Konduri G Ganesh, Menzin Joseph, Frean Molly, Lee Terry, Potenziano Jim, Singer Joel
a a Division of Neonatology, Department of Pediatrics and Children's Research Institute , Medical College of Wisconsin , Milwaukee , WI , USA.
b b Boston Health Economics Inc. , Waltham , MA , USA.
J Med Econ. 2015;18(8):612-8. doi: 10.3111/13696998.2015.1038270. Epub 2015 May 7.
We reported recently that early use of inhaled nitric oxide therapy (iNO) for term and late preterm infants with hypoxic respiratory failure (HRF) at an oxygenation index (OI) of ≥15 and <20 is associated with earlier discharge from the hospital, relative to babies treated at OI ≥25. The objective of the present analysis is to determine whether earlier use of iNO in this cohort leads to lower cost of medical care.
We used a decision-analytic model, which was developed to compare hospital resource use and costs associated with early versus standard use of iNO in HRF. The model population included infants with moderate HRF caused by primary pulmonary hypertension with an OI ≥15 and <20. A hypothetical case population of 1000 patients was assumed and probabilistic sensitivity analyses were completed where all the clinical inputs into the model were varied. Two deterministic sensitivity analyses were also completed, one surrounding the hospital cost inputs and another surrounding the cost of iNO.

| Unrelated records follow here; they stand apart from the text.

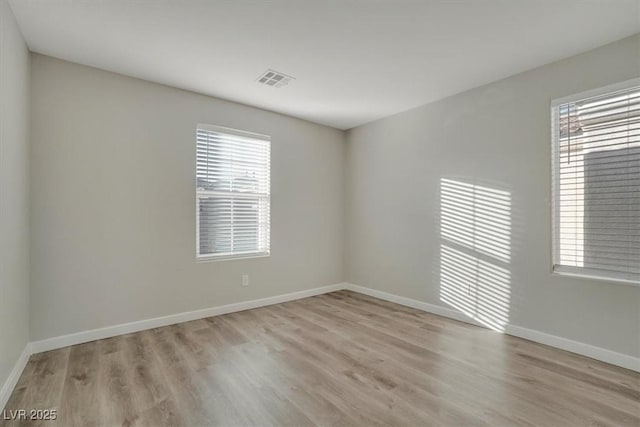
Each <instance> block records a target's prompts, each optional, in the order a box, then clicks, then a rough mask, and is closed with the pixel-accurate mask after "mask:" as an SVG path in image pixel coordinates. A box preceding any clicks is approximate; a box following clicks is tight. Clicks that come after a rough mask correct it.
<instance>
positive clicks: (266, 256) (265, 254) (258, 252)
mask: <svg viewBox="0 0 640 427" xmlns="http://www.w3.org/2000/svg"><path fill="white" fill-rule="evenodd" d="M269 256H271V254H270V253H269V252H251V253H246V254H229V255H199V256H197V257H196V262H197V263H201V262H212V261H237V260H242V259H250V258H267V257H269Z"/></svg>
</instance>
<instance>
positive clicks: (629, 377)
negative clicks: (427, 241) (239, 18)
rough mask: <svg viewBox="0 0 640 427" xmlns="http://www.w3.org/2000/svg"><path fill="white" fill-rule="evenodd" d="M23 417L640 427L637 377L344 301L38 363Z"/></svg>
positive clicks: (129, 334)
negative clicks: (28, 411) (49, 408)
mask: <svg viewBox="0 0 640 427" xmlns="http://www.w3.org/2000/svg"><path fill="white" fill-rule="evenodd" d="M19 408H25V409H28V408H36V409H49V408H55V409H57V411H58V419H57V420H56V421H43V422H40V423H31V424H38V425H43V426H53V425H58V426H75V425H77V426H100V425H104V426H115V425H126V426H129V425H147V426H153V427H157V426H164V425H171V426H174V425H175V426H177V425H185V426H201V425H223V426H235V425H291V426H306V425H354V426H356V425H357V426H375V425H407V426H422V425H448V426H461V425H487V426H513V425H536V426H587V425H598V426H600V425H602V426H606V425H610V426H624V425H628V426H640V374H637V373H634V372H632V371H628V370H625V369H621V368H617V367H614V366H610V365H607V364H604V363H600V362H597V361H595V360H592V359H588V358H586V357H582V356H578V355H575V354H572V353H568V352H564V351H561V350H557V349H553V348H551V347H547V346H543V345H539V344H535V343H532V342H530V341H526V340H522V339H519V338H514V337H510V336H507V335H501V334H499V333H496V332H492V331H489V330H486V329H482V328H478V327H475V326H471V325H467V324H464V323H460V322H455V321H452V320H448V319H444V318H441V317H438V316H434V315H430V314H427V313H424V312H421V311H418V310H413V309H410V308H406V307H403V306H399V305H396V304H392V303H388V302H385V301H381V300H378V299H375V298H371V297H367V296H363V295H360V294H356V293H352V292H347V291H341V292H335V293H332V294H327V295H322V296H317V297H313V298H307V299H304V300H299V301H294V302H289V303H285V304H279V305H274V306H270V307H265V308H259V309H254V310H249V311H244V312H240V313H234V314H228V315H224V316H218V317H211V318H208V319H203V320H198V321H194V322H188V323H182V324H179V325H174V326H168V327H164V328H158V329H153V330H149V331H144V332H140V333H135V334H129V335H124V336H120V337H116V338H110V339H106V340H100V341H95V342H91V343H87V344H82V345H77V346H73V347H69V348H64V349H60V350H55V351H50V352H47V353H41V354H36V355H34V356H32V358H31V360H30V361H29V364H28V366H27V368H26V369H25V372H24V373H23V375H22V377H21V378H20V382H19V383H18V386H17V388H16V390H15V391H14V393H13V395H12V397H11V399H10V401H9V404H8V405H7V408H6V409H7V410H9V409H19ZM2 423H3V421H0V425H3V424H2ZM22 424H27V423H24V422H22V423H20V422H15V421H12V422H6V423H5V424H4V425H7V426H9V425H11V426H13V425H22Z"/></svg>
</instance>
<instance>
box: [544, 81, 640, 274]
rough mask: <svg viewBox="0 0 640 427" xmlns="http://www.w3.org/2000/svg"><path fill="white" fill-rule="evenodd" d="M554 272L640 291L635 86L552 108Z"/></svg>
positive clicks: (638, 165) (637, 142) (597, 93)
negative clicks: (637, 286) (594, 278)
mask: <svg viewBox="0 0 640 427" xmlns="http://www.w3.org/2000/svg"><path fill="white" fill-rule="evenodd" d="M552 120H553V132H552V134H553V138H552V139H553V240H554V245H553V263H554V266H553V269H554V271H556V272H559V273H568V274H576V275H582V276H593V277H598V278H605V279H611V280H619V281H625V282H632V283H636V284H637V283H640V79H636V80H633V81H631V82H625V83H623V84H620V85H616V86H614V87H608V88H604V89H601V90H598V91H595V92H589V93H585V94H581V95H577V96H573V97H570V98H565V99H562V100H558V101H554V103H552Z"/></svg>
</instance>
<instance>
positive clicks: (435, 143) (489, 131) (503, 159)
mask: <svg viewBox="0 0 640 427" xmlns="http://www.w3.org/2000/svg"><path fill="white" fill-rule="evenodd" d="M469 72H473V70H469ZM638 76H640V36H634V37H631V38H627V39H624V40H622V41H619V42H616V43H613V44H611V45H608V46H605V47H602V48H599V49H596V50H593V51H590V52H588V53H585V54H582V55H579V56H575V57H572V58H569V59H566V60H563V61H560V62H557V63H553V64H550V65H546V66H543V67H541V68H538V69H535V70H532V71H529V72H526V73H523V74H519V75H516V76H513V77H510V78H507V79H505V80H501V81H498V82H496V83H492V84H489V85H486V86H483V87H480V88H476V89H473V90H470V91H468V92H464V93H461V94H459V95H455V96H452V97H450V98H447V99H444V100H441V101H438V102H435V103H432V104H428V105H425V106H422V107H419V108H416V109H413V110H410V111H407V112H404V113H401V114H398V115H395V116H392V117H389V118H385V119H382V120H379V121H376V122H373V123H370V124H367V125H364V126H361V127H358V128H355V129H352V130H351V131H349V132H348V136H347V164H346V180H347V181H346V182H347V190H346V199H345V200H347V206H346V210H347V220H346V223H345V226H346V229H347V232H348V235H347V239H346V240H347V241H346V260H347V266H346V279H347V280H348V281H349V282H352V283H355V284H358V285H362V286H368V287H371V288H375V289H378V290H383V291H387V292H390V293H393V294H397V295H400V296H404V297H409V298H414V299H417V300H420V301H424V302H428V303H432V304H439V305H442V306H445V307H452V306H453V307H454V308H455V307H456V305H457V304H454V305H452V304H450V303H449V304H448V303H446V302H444V301H443V300H446V298H445V297H446V296H447V294H446V289H445V288H447V287H449V288H451V287H454V288H455V287H456V286H457V287H458V288H459V289H458V291H460V292H459V293H458V294H456V293H455V292H454V297H453V298H454V300H455V298H458V299H459V300H460V301H459V302H460V304H459V307H462V308H461V309H464V304H471V306H470V307H469V306H467V309H468V311H469V312H470V314H471V315H475V314H474V310H477V313H479V314H481V315H482V314H484V315H487V316H491V315H492V312H494V314H495V317H496V318H497V319H498V320H499V318H500V317H501V316H504V317H505V318H506V319H507V321H508V323H511V324H515V325H518V326H523V327H527V328H532V329H536V330H539V331H542V332H546V333H550V334H554V335H558V336H562V337H566V338H570V339H573V340H577V341H581V342H585V343H589V344H592V345H596V346H600V347H604V348H607V349H610V350H613V351H617V352H620V353H625V354H629V355H633V356H640V341H639V340H640V288H639V287H632V286H627V285H620V284H614V283H607V282H603V281H592V280H580V279H572V278H568V277H559V276H555V275H552V274H551V273H550V269H551V208H550V188H551V185H550V165H551V159H550V111H549V108H550V101H551V100H552V99H554V98H558V97H562V96H566V95H571V94H574V93H578V92H581V91H585V90H589V89H593V88H597V87H601V86H604V85H607V84H611V83H616V82H620V81H624V80H628V79H631V78H634V77H638ZM443 178H444V179H448V180H449V182H450V181H453V182H454V184H453V186H454V187H455V186H457V185H459V186H460V188H469V187H468V186H469V185H471V186H475V187H471V188H475V189H476V190H478V189H479V190H478V191H480V192H481V193H484V195H481V196H482V197H479V199H482V200H485V199H487V198H488V199H491V193H492V191H494V190H495V191H494V193H495V194H499V195H502V196H506V199H505V198H502V199H500V200H503V201H504V200H507V202H508V207H505V206H504V203H503V202H495V201H494V202H495V203H494V206H497V209H498V210H502V213H498V214H496V213H495V210H494V211H492V210H491V207H490V206H489V207H487V206H486V205H485V206H480V208H479V209H480V214H482V212H485V213H488V214H487V215H488V218H489V223H491V221H494V223H497V222H498V221H497V220H499V219H504V218H507V220H508V221H507V222H509V224H508V227H507V235H506V236H504V235H503V236H497V237H496V236H493V237H490V238H488V241H489V242H492V241H493V242H494V247H495V248H499V247H500V245H501V244H502V243H505V242H506V245H507V246H508V248H507V251H506V252H507V256H506V258H503V259H501V260H498V259H495V257H494V256H492V254H491V248H490V247H489V248H488V250H487V248H486V247H485V248H484V249H483V248H480V249H478V248H477V247H476V248H471V249H469V248H463V246H464V245H457V243H451V242H450V241H449V240H450V239H444V238H442V236H441V233H440V231H441V228H440V227H441V221H442V218H441V216H443V215H444V216H445V217H446V216H450V215H449V213H447V212H445V211H446V209H444V210H442V208H441V199H442V201H443V203H445V202H446V201H447V197H446V195H444V196H442V195H441V194H440V192H441V189H440V185H441V182H442V181H441V179H443ZM455 183H458V184H455ZM447 191H448V190H447ZM453 191H454V193H455V191H456V190H453ZM465 191H466V190H465ZM462 193H464V191H462ZM456 197H458V196H456ZM460 197H462V196H460ZM483 197H484V199H483ZM485 201H486V200H485ZM491 203H493V202H491V200H489V204H491ZM445 204H446V203H445ZM441 210H442V212H441ZM491 212H494V213H491ZM505 212H506V213H505ZM487 215H485V216H487ZM480 216H482V215H480ZM492 216H495V217H494V218H493V219H492ZM453 218H454V224H453V227H454V230H453V233H454V234H455V233H456V230H455V228H456V227H459V228H460V229H462V232H461V235H462V234H463V233H464V230H465V229H467V230H468V228H469V224H468V223H465V222H464V221H467V220H462V219H460V218H463V215H462V214H454V215H453ZM496 218H497V219H496ZM457 220H460V221H461V222H460V223H459V224H458V225H456V224H455V221H457ZM471 221H473V218H472V219H471ZM444 222H445V223H446V222H447V218H445V221H444ZM482 227H485V228H487V227H488V228H491V225H490V224H489V225H487V224H485V225H483V226H481V227H480V231H479V232H478V233H479V234H480V235H484V236H485V237H486V236H489V235H490V234H491V233H490V230H489V231H487V230H484V231H483V230H482ZM477 228H478V227H476V229H477ZM441 245H443V246H451V247H454V249H456V250H458V249H459V250H460V251H461V253H464V254H465V255H464V256H460V257H457V258H455V257H454V259H453V261H451V262H452V263H453V264H456V263H457V264H465V263H471V264H473V263H475V264H474V265H471V266H470V267H469V269H470V271H471V272H470V273H469V274H470V277H471V276H473V277H472V280H471V281H473V280H475V281H476V283H474V284H473V289H465V285H464V282H465V279H464V278H462V280H457V279H461V278H460V277H458V278H456V277H452V274H453V276H455V274H458V273H451V271H450V270H447V269H446V267H447V266H446V265H441V263H443V261H441V256H440V255H441V251H443V250H444V251H447V249H446V248H445V249H442V248H441ZM489 246H491V245H489ZM461 248H462V249H461ZM445 264H446V263H445ZM479 265H480V267H478V266H479ZM459 266H460V265H459ZM492 266H495V267H492ZM464 267H465V265H462V268H464ZM482 268H484V271H482ZM492 269H493V273H492V271H491V270H492ZM441 270H443V272H442V273H441ZM445 270H446V271H445ZM467 279H468V277H467ZM460 282H462V283H463V284H462V285H461V284H460ZM482 288H484V291H485V293H484V294H482V292H479V291H478V289H480V290H482ZM487 292H488V294H487ZM492 292H493V293H495V294H499V293H500V292H501V295H497V296H495V298H494V299H493V300H491V293H492ZM455 295H457V297H456V296H455ZM483 298H484V299H485V301H484V303H485V304H484V306H482V307H481V306H480V303H482V302H483V301H482V299H483Z"/></svg>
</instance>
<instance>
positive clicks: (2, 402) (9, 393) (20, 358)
mask: <svg viewBox="0 0 640 427" xmlns="http://www.w3.org/2000/svg"><path fill="white" fill-rule="evenodd" d="M31 354H32V353H31V343H27V345H25V346H24V350H23V351H22V354H21V355H20V357H19V358H18V360H17V361H16V364H15V365H13V369H12V370H11V372H10V373H9V377H8V378H7V380H6V381H5V382H4V385H3V386H2V388H0V410H1V409H3V408H4V407H5V406H6V405H7V402H8V401H9V397H11V393H13V389H14V388H15V387H16V384H18V380H19V379H20V375H22V371H24V368H25V366H27V362H29V357H31Z"/></svg>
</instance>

Early iNO was associated with fewer hospital days, fewer days of ventilation and fewer hours on extracorporeal membrane oxygenation (ECMO). In probabilistic sensitivity analyses, total costs per patient were $88,518 ± $7574 and $92,581 ± $9664 for early iNO and standard iNO, respectively. The probability of early iNO being cost-effective was approximately 72%, based on a willingness to pay $100,000 or less to prevent ECMO therapy and/or death. In both deterministic sensitivity analyses, early iNO was cost-saving.
Our analysis shows that early use of iNO at an OI of ≥15 and <20 may be associated with shorter hospitalizations and a decreased cost of care for term/late preterm infants with HRF associated with pulmonary hypertension. Our results are based on clinical data from a single trial; future research using data from real-world practice is warranted.
我们最近报道,对于氧合指数(OI)≥15且<20的足月儿和晚期早产儿缺氧性呼吸衰竭(HRF),与OI≥25时接受治疗的婴儿相比,早期使用吸入一氧化氮疗法(iNO)可使患儿更早出院。本分析的目的是确定在此队列中更早使用iNO是否会降低医疗费用。
我们使用了一个决策分析模型,该模型用于比较HRF中早期与标准使用iNO相关的医院资源利用和成本。模型人群包括由原发性肺动脉高压导致中度HRF且OI≥15且<20的婴儿。假设一个1000例患者的假设病例人群,并进行概率敏感性分析,其中模型中的所有临床输入都有所变化。还完成了两项确定性敏感性分析,一项围绕医院成本输入,另一项围绕iNO成本。
早期使用iNO与住院天数减少、通气天数减少以及体外膜肺氧合(ECMO)使用时间缩短相关。在概率敏感性分析中,早期iNO和标准iNO治疗的每位患者总费用分别为88,518美元±7574美元和92,581美元±9664美元。基于为预防ECMO治疗和/或死亡支付10万美元或更少的意愿,早期iNO具有成本效益的概率约为72%。在两项确定性敏感性分析中,早期iNO均节省成本。
我们的分析表明,对于与肺动脉高压相关的HRF足月儿/晚期早产儿,在OI≥15且<20时早期使用iNO可能与住院时间缩短和护理成本降低有关。我们的结果基于一项单一试验的临床数据;有必要使用来自实际临床实践的数据进行未来研究。